We found parameters describing our generator at the point of maximal conversion efficiency by varying the input coupling efficiency through changing the gap between the prism and the resonator, and by using Eqs. (7) and (8): η = 0.5, ϕ = 0, γ = 7.5 MHz, and γin = 13.5 MHz, and γout = 6 MHz. The maximum conversion efficiency from the WGM to Bessel beam is on the order of 80%. The propagation distance  of the Bessel beam in free space was less than R 2 exit/RW ≃ 1 mm.

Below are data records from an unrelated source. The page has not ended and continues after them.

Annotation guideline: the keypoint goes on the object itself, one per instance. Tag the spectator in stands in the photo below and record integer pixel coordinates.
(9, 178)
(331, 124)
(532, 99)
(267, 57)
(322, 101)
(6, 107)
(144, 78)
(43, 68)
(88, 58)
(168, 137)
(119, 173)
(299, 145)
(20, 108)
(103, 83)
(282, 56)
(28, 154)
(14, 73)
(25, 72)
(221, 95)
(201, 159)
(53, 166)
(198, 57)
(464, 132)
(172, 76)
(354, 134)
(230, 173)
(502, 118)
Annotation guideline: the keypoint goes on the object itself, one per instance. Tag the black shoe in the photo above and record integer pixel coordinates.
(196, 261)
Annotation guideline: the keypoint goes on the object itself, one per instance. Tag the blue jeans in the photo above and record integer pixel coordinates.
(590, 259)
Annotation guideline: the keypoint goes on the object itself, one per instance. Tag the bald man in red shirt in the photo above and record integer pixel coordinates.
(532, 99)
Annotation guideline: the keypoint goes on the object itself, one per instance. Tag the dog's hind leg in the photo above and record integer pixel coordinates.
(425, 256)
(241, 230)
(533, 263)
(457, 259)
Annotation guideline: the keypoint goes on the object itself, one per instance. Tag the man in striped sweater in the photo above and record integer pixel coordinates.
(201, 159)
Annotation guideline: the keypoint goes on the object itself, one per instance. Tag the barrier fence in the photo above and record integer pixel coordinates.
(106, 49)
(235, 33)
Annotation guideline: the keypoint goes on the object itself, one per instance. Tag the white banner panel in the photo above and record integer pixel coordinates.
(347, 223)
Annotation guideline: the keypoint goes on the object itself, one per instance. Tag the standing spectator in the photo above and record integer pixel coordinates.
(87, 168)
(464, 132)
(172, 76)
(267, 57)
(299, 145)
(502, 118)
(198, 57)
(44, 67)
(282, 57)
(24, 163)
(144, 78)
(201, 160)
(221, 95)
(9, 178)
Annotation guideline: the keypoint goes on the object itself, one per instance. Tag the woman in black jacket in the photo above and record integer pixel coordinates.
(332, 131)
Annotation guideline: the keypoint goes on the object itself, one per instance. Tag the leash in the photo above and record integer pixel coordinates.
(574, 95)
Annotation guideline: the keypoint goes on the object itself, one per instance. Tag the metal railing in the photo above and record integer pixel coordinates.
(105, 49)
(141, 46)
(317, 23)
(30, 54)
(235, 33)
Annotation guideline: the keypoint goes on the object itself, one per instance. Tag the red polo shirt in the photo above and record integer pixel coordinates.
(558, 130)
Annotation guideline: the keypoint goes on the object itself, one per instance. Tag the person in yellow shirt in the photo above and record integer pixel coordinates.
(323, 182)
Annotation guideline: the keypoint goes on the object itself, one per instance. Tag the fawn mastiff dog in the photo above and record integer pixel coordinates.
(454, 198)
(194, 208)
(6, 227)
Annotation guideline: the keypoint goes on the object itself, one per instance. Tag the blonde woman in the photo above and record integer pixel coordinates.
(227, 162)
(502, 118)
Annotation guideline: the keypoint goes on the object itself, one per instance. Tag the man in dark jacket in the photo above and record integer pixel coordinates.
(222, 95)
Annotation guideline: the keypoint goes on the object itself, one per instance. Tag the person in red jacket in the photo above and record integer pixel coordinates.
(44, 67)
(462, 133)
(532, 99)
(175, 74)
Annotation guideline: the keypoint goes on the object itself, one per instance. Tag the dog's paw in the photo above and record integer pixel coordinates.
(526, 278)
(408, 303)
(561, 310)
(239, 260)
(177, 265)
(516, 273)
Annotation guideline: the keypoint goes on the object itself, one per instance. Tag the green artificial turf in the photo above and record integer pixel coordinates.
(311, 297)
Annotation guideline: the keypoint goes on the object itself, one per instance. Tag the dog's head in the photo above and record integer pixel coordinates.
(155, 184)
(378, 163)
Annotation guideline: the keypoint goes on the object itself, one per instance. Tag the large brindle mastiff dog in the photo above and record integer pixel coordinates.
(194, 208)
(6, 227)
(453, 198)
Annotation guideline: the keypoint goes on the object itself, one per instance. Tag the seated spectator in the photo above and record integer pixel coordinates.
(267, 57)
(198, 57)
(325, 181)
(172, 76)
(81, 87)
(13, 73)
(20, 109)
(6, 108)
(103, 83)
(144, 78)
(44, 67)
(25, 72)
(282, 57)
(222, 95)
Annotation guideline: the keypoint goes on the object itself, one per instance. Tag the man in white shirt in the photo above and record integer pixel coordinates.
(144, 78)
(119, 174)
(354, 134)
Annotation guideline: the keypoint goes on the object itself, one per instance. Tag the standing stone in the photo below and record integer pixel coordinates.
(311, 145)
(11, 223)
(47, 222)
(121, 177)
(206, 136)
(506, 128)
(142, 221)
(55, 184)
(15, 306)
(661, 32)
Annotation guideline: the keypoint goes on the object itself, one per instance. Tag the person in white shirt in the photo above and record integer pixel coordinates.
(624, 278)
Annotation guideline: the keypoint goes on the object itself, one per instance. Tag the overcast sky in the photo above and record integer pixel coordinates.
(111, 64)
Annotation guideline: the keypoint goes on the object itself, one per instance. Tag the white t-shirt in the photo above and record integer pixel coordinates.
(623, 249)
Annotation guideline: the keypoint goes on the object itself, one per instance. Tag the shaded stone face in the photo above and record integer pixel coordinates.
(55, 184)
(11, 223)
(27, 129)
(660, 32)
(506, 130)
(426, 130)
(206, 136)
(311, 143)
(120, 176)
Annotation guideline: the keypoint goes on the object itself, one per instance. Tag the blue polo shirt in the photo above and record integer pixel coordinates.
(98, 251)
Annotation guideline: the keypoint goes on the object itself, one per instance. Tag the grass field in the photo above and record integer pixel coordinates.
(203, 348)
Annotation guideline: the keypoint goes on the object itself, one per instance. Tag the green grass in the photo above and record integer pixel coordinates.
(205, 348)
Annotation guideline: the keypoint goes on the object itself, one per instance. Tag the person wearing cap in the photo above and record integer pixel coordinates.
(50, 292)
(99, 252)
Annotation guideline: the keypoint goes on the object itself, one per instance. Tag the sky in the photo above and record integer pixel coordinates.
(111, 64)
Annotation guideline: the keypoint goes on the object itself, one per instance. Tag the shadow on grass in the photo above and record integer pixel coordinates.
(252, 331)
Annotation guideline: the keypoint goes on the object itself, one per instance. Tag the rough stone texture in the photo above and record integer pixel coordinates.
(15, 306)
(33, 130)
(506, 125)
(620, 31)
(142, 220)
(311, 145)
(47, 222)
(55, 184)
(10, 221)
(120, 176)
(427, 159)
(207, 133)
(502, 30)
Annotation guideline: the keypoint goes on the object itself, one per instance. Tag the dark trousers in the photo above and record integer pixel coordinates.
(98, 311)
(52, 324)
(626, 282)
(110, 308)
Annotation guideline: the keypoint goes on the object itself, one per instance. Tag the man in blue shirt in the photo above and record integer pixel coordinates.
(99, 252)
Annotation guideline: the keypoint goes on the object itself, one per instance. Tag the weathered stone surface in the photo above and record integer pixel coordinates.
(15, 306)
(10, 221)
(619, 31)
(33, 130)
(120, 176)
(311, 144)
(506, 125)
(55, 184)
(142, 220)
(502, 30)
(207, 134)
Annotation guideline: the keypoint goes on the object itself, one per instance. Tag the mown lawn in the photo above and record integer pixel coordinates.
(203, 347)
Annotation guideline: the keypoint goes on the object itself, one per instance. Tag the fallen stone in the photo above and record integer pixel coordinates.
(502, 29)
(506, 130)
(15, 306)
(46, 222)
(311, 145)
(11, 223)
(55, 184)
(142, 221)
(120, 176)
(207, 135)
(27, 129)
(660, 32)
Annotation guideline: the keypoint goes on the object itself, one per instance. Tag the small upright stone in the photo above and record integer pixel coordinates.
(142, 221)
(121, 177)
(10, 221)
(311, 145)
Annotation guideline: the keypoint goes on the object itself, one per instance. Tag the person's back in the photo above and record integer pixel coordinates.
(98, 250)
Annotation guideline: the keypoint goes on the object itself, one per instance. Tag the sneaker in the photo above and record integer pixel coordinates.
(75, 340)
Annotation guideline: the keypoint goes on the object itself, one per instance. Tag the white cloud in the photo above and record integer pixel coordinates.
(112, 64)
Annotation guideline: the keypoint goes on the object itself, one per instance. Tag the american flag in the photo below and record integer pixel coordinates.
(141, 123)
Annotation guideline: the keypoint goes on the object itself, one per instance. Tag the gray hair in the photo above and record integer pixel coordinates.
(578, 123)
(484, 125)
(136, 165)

In conclusion, we have proposed several designs for resonator/waveguide systems that are able to transform a plane wave into a Bessel beam and support propagation of high order Bessel beams. The efficiency of the generation can reach 100% if proper coupling conditions are fulfilled. We also have demonstrated such a Bessel beam generator experimentally, and converted a Gaussian beam into a Bessel beam with a discrete number of the order of 200. The conversion efficiency from WGM to a Bessel mode has been better than 80%, and from the Gaussian beam into the Bessel beam – better than 10%. The last number can be significantly improved if one uses a more efficient coupling using, e.g., tapered fibers . Possible practical applications of the high order Bessel beams include demonstration of opto-mechanical effects and trapping of cold atoms (longer propagation distance should be achieved for the latter application).
The research described in this paper was carried out at the Jet Propulsion Laboratory, California Institute of Technology, under a contract with the National Aeronautics and Space Administration and sponsorship from DARPA. A. Matsko appreciates useful discussions with D. Strekalov.